As these types of data theft disclosures become commonplace, some wonder why more companies are not encrypting sensitive data by default. According to Noah Groth, CEO and CTO of San Francisco-based encryption management provider PC Guardian Technologies, they are. "Companies and government agencies are, in fact, responding to these thefts rapidly," he said. "One of our clients plans to encrypt more than 13,000 laptop computers in less than 45 days as a result of a single computer being stolen. Numerous other enterprises are approaching us because they do not want to be the next headline."
Groth, whose company's clients include Northrop Grumman, Lockheed Martin and Deutche Bank, warned that enterprise-wide encryption policy-making is not as simple as it may seem. "Numerous issues need to be addressed before the solution can be installed, such as defining key recovery processes or training administrators, planning the deployment of the solution, and, then, finally, installing the solution on computers."

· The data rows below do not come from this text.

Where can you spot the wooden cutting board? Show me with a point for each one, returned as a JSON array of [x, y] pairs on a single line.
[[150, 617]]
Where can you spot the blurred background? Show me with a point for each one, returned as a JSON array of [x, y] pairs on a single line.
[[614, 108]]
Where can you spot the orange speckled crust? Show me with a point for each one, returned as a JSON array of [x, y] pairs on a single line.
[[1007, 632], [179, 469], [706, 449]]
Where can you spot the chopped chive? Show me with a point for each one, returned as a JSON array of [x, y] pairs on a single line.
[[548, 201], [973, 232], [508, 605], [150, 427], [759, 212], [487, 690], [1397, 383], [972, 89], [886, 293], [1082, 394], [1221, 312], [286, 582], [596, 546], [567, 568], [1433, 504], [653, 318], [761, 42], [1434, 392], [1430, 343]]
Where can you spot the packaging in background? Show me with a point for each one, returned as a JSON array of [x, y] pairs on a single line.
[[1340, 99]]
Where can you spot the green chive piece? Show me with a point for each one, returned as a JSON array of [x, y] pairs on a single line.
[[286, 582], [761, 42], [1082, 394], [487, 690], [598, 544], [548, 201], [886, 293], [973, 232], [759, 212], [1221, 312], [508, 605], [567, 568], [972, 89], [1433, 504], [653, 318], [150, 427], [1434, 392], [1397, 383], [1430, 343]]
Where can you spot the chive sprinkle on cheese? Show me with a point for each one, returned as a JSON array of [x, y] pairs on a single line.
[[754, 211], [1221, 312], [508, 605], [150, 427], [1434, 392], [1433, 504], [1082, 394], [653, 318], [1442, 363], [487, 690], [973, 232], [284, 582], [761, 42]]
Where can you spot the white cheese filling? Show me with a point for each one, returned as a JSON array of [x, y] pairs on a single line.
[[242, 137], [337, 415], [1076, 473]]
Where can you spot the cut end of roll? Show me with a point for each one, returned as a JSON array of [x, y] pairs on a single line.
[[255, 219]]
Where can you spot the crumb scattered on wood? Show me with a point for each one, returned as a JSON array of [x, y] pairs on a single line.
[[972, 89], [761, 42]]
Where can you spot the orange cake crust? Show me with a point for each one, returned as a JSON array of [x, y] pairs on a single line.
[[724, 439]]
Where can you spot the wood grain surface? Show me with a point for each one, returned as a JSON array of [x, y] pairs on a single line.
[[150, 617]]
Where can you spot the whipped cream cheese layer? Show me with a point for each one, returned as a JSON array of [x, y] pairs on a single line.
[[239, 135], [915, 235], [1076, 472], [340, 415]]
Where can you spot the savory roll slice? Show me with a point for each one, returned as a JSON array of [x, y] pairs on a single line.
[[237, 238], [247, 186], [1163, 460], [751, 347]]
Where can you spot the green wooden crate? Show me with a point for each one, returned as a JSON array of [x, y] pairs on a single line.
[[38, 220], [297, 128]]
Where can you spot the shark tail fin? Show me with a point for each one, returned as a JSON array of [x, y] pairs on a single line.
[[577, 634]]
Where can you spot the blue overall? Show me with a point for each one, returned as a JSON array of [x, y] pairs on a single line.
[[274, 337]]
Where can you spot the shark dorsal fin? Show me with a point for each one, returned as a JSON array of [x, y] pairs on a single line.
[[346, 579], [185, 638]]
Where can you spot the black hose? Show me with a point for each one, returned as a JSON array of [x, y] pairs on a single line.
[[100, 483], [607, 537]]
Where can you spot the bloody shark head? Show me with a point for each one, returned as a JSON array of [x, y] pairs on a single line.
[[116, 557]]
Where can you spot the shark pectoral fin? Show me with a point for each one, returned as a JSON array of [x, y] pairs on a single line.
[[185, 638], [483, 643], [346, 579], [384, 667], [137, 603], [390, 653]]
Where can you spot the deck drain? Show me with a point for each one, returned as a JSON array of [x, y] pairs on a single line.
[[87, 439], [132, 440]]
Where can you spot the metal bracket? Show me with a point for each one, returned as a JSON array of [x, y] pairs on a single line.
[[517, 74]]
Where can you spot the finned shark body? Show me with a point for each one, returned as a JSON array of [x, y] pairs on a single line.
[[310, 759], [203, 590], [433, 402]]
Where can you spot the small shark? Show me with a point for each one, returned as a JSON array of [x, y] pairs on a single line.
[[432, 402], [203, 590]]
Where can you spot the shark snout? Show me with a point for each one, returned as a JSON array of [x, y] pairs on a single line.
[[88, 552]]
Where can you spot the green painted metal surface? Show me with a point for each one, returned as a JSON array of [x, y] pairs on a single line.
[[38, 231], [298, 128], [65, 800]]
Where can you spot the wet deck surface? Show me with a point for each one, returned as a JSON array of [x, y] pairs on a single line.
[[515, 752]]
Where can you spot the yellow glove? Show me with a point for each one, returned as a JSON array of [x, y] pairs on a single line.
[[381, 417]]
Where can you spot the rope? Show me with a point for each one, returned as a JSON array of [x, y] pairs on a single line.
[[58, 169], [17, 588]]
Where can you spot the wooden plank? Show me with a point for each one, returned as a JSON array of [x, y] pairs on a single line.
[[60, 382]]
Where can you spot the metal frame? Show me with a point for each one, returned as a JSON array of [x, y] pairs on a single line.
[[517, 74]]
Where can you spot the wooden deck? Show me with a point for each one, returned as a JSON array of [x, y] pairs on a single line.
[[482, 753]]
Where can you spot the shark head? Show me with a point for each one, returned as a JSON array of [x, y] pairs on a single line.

Netscape 8.0 releases security patch within days of its launch
Netscape 8.0, billed as a more secure browser, was forced to issue v8.0.1 a day after its official launch last week to fix security holes recently unveiled in Firefox, whose features are incorporated in the latest Netscape browser. The most serious vulnerability allows an attacker to gain remote control of a PC, according to the advisories. Netscape, part of a Time Warner AOL subsidiary, had hoped to show its Web browser was more secure than even Firefox and could automatically adjust security settings during browsing based on whether the user went to a trusted or unknown site, according to CNET News.com. This feature also helped prevent phishing scams and spyware installations. The two browsers have unique relationship, since Firefox, which has gained significant market traction since its release last fall, is based on Netscape's blueprint.
Web defacers now targeting fake phishing sites
Internet monitor Netcraft reports vigilante hackers are honing in on fake financial sites used in phishing scams and defacing them with antiphishing messages. Such digital graffiti, though still rare, could serve as a warning tool to users who otherwise might for the traps. "It is undoubtedly a good thing in that they are helping to protect innocent Web users," Netcraft developer Paul Mutton told Security Focus. "On the other hand, it is perhaps unfortunate in that it's probably illegal." Experts in phishing scams say that public awareness has led to fewer victims, but that success also has bred more technically sophisticated attacks to bait users into divulging their financial data. Among those hacker groups believed to be involved in the Web defacements are The Lad Wrecking Crews and Artists Against 419, whose moniker stems from "419 scams" in which e-mails are sent purporting to be from a Nigerian seeking help with a financial crisis.